Tumor marker tests may take longer to complete due to the complexity of the process. In general, elevated levels of tumor markers can indicate the presence of cancer. However, they can be elevated in people with noncancerous disease. The mere presence of abnormal cells or tumor markers is not enough evidence to make a cancer diagnosis. Instead, the results must be confirmed by additional testing, such as a tissue biopsy, blood test or imaging test.

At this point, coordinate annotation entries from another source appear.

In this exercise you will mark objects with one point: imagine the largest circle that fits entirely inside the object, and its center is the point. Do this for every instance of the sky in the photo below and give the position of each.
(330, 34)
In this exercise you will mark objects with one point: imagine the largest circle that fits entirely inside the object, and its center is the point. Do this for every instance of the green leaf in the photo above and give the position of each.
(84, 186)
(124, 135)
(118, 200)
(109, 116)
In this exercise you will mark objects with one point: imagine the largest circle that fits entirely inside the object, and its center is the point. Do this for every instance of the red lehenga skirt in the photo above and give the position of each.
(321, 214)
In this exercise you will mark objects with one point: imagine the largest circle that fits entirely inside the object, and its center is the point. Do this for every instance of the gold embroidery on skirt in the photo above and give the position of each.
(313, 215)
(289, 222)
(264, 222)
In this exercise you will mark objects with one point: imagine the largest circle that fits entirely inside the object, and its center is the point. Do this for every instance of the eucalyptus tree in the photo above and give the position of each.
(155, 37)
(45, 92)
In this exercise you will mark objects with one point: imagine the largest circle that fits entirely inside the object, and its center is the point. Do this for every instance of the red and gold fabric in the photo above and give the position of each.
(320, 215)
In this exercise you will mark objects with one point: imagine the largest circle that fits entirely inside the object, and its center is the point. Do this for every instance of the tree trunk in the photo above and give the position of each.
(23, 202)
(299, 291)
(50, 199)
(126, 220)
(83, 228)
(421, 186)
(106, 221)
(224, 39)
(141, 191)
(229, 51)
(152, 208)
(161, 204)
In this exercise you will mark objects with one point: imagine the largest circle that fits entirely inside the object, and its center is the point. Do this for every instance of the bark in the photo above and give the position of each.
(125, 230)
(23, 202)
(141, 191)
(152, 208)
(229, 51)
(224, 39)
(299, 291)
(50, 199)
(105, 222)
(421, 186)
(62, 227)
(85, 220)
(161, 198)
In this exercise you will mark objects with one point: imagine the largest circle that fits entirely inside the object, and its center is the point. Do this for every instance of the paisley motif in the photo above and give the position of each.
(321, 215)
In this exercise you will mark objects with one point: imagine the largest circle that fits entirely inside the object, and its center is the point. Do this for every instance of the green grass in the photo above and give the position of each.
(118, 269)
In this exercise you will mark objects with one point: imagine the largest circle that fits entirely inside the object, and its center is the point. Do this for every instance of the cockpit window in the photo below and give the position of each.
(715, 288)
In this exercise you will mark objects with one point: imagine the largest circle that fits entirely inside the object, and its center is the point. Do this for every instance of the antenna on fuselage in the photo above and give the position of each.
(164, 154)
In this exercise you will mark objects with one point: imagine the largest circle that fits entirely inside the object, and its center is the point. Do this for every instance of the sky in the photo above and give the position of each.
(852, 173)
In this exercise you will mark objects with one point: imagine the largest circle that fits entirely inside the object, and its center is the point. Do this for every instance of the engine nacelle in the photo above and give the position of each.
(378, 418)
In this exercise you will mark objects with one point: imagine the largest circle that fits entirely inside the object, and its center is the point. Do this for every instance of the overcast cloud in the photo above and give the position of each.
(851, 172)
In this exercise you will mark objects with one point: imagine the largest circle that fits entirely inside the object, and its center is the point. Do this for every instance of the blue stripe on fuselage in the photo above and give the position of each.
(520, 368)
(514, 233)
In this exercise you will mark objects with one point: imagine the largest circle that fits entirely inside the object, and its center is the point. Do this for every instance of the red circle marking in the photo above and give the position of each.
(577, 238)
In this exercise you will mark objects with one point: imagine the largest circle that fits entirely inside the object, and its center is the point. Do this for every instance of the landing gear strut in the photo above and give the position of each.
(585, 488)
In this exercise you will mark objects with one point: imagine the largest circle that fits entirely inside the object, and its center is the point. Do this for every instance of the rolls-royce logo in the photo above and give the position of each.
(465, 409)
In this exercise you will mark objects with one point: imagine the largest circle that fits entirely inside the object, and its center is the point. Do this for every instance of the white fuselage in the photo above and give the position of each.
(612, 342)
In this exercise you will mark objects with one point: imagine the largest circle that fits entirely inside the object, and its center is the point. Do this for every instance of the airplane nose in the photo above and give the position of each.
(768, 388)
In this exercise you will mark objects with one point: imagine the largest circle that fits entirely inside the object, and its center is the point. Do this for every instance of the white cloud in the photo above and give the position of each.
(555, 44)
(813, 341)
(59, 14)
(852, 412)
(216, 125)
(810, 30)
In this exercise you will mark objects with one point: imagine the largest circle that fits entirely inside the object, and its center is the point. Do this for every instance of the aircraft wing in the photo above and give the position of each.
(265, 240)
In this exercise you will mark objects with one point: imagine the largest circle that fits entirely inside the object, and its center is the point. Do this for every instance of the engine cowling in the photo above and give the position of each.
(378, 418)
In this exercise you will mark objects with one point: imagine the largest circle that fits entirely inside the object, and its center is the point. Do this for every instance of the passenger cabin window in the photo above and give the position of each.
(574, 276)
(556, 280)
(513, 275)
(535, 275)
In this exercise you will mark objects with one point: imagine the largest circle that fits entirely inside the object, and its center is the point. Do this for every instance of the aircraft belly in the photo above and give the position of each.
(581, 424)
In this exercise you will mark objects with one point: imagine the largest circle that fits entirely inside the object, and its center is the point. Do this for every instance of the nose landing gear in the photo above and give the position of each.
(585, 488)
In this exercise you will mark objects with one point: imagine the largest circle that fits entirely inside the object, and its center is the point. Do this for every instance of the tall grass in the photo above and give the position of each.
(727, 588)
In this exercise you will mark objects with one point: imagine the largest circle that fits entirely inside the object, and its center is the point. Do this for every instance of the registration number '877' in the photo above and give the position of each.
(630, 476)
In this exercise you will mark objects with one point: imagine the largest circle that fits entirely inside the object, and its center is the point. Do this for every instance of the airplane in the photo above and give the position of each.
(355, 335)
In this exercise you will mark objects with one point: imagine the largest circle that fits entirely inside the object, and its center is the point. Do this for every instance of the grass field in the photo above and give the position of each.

Treatments that may follow urine tests

Patients who are diagnosed with cancer may be treated in many ways. In some cases, only one form of treatment will be considered. However, in most cases, a combination of treatments will be used to fight the cancer. Commonly used treatments include:

  • Chemotherapy. Uses one or more powerful drugs to target dividing cancer cells. The drugs work to destroy the cells to prevent reproduction and metastasis throughout the body.
  • Radiation therapy. Uses an energy called ionizing radiation to kill cancer cells and shrink tumors. Radiation targets dividing cancer cells and disrupts or destroys their genetic material, preventing the cells from continuing to grow and spread throughout the body.
  • Biological therapy. Repairs, stimulates or enhances the immune system so that it can better recognize and destroy cancer cells. In some cases, biological therapy directly attacks cancer cells. This therapy is also used to curb the side effects associated with cancer treatments such as chemotherapy.
  • Hormone therapy. Treatment for cancers that depend on hormones to grow and spread. Patients who undergo this treatment sometimes take medications that reduce the levels of certain hormones, such as estrogen and testosterone. In other cases, patients may take drugs that prevent cancer from attaching to hormones that help the disease to thrive.
  • Surgery. Used for the complete or partial removal of a tumor.
  • Bone marrow transplants. Replace bone marrow damaged by cancer or cancer treatments with healthy marrow obtained from a donor or the patients themselves.  Bone marrow contains stem cells that produce red blood cells, white blood cells and platelets necessary for life.

Questions for your doctor about urine tests

Preparing questions in advance can help patients have more meaningful discussions with their physicians regarding their conditions. Patients may wish to ask their doctor the following questions about urine tests:

  1. What type of urine test do I need?
  2. Can I collect the sample at home?
  3. Do I need any preparations before I collect the sample?
  4. Do I need to collect the sample at a specific time(s)?
  5. Do you need more than one sample?
  6. What type of analysis will be conducted on this sample?
  7. Are there any tumor markers associated with my suspected cancer?
  8. What kind of conditions can be diagnosed with this urine test?
  9. What does it indicate if I see blood in my urine?
  10. When and from whom can I expect to receive the results of the test?
  11. Can I use a home version urine test for my condition?
  12. If you suspect cancer, what will be the next step?